The U.S. Supreme Court's decision last week declaring the unconstitutionality of the Defense of Marriage Act (DOMA) will have significant estate and long-term care planning impacts for gay and lesbian couples who choose to marry, most positive and few negative.
The decision makes it very clear that the federal government can no longer discriminate against married couples for being gay or lesbian. This opens the door to spousal benefits under Social Security, the Veterans Administration, federal pensions, the INS and the IRS.
One of the cases before the Supreme Court (Windsor, No. 12-307 (U.S. 2013)) in fact involved a challenge brought by a widow to an estate tax due on her wife's estate which would not have been owed had the IRS permitted her to take the marital deduction which exempts all property passing to a surviving spouse from estate taxation. The ruling last week saves her $363,053 in estate taxes. (This no doubt would not be owed in any case if the spouse had passed away now since the estate tax threshold has been raised to $5.25 million, but this important decision will same many wealth widows and widowers from paying taxes and will protect non-citizen gay and lesbian spouses at much lower levels of wealth as long as they do the necessary advance planning.)
This decision will certainly make estate planning easier in states like Massachusetts that permit gays and lesbians to marry. They have already been subject to the same rules as male-female unions with respect to the Massachusetts estate tax and other laws. But up until now estate tax planning has had to take into account the different treatment under state and federal rules. No more.
Much less clear is the effect of the decision on state benefits, especially for couples who reside in states that don't permit gays and lesbians or who are entitled to benefits, such as public pensions, from such states. While in Windsor the Supreme Court declared DOMA to be unconstitutional, in its companion case (Hollingsworth, No. 12-144 (U.S. 2013)) it simply ruled that supporters of Proposition 8 that would ban gay marriage in California did not have standing to bring their appeal. This means that gays and lesbians in California may marry, but it says nothing about the right to marriage nationally. It appears that this will continue to be left up to state option.
But what about state benefits in states that bar gay and lesbian marriages? Article IV, Section 1, of the U.S. Constitution, known as the "full faith and credit clause" reads as follows:
Full faith and credit shall be given in each state to the public acts, records, and judicial proceedings of every other state. And the Congress may by general laws prescribe the manner in which such acts, records, and proceedings shall be proved, and the effect thereof.
This means that the laws of one state must be honored by other states. Presumably, this would mean that any marriage in any state should be honored in every other state and spouses should have the same benefits and obligations, no matter their sexual orientation. However, in what now seems like a different era, between 1996 and 2004 39 states passed laws stating that marriages are only between "one man and one woman" and in some cases explicitly stating that other marriages will not be honored. In those states, public officials will have to follow state laws until they are changed legislatively or by court order.

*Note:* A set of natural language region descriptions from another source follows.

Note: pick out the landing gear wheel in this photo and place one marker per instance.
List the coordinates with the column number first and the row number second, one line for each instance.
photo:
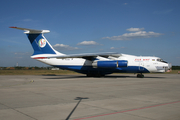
column 140, row 75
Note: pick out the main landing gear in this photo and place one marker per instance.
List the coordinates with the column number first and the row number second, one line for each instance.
column 140, row 75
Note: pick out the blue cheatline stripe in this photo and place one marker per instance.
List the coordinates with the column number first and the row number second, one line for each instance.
column 86, row 69
column 34, row 40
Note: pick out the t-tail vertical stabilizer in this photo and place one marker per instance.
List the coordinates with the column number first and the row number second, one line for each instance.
column 39, row 43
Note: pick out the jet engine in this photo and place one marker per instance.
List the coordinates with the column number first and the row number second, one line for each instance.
column 109, row 63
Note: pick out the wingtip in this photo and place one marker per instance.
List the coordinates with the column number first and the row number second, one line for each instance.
column 12, row 27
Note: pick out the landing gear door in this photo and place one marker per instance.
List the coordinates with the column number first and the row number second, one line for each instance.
column 141, row 66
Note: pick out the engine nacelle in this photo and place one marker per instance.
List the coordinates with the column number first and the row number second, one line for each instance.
column 109, row 64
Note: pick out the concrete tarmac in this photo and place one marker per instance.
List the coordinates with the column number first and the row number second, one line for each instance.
column 114, row 97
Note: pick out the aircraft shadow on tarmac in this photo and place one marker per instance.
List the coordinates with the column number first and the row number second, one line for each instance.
column 109, row 76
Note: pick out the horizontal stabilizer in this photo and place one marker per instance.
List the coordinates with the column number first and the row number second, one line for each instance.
column 31, row 31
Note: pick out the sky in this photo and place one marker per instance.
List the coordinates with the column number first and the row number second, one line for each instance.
column 135, row 27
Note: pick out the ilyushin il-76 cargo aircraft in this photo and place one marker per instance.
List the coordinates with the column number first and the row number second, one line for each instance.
column 92, row 64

More complicated than purely state laws are programs such as Medicaid (MassHealth in Massachusetts) which are joint state and federal programs. This is especially important in the area of long-term care planning because Medicaid is the primary source of payment in the United States for both nursing home and at-home care. The Medicaid program has very specific eligibility rules for married couples which can be protective in some cases and force the spouse to provide support in others. These include:
While nursing home spouses in most states are limited to $2,000 in "countable" assets, their healthy spouse is limited to about $115,000. That limitation does not apply to unmarried partners. Depending on who has more assets, this may be protective or create a support obligation as the couple spends down to $117,000.
However, while most applicants for Medicaid coverage are barred from transferring assets to third parties in order to get down to $2,000, there are no restrictions on transfers between spouses.
There are special rules for protecting the family home for spouses which do not apply to those not treated as married.
For lower-income nursing home residents, spousal impoverishment protections permit the healthy spouse to keep some or all of the nursing home spouse's income. There is no such protection for unmarried partners.
Each state has its own Medicaid program which must comply with federal guidelines. If it does comply, the federal government pays half or more of the state's Medicaid expenditures. It seems now that the federal guidelines must honor gay and lesbian marriages for all states and those states that do not do so should lose their federal cost sharing. But then again, the state Medicaid officials may be bound by their state laws requiring that they do not honor such marriages. This is undoubtedly going to be resolved by litigation, perhaps reaching back up to the Supreme Court.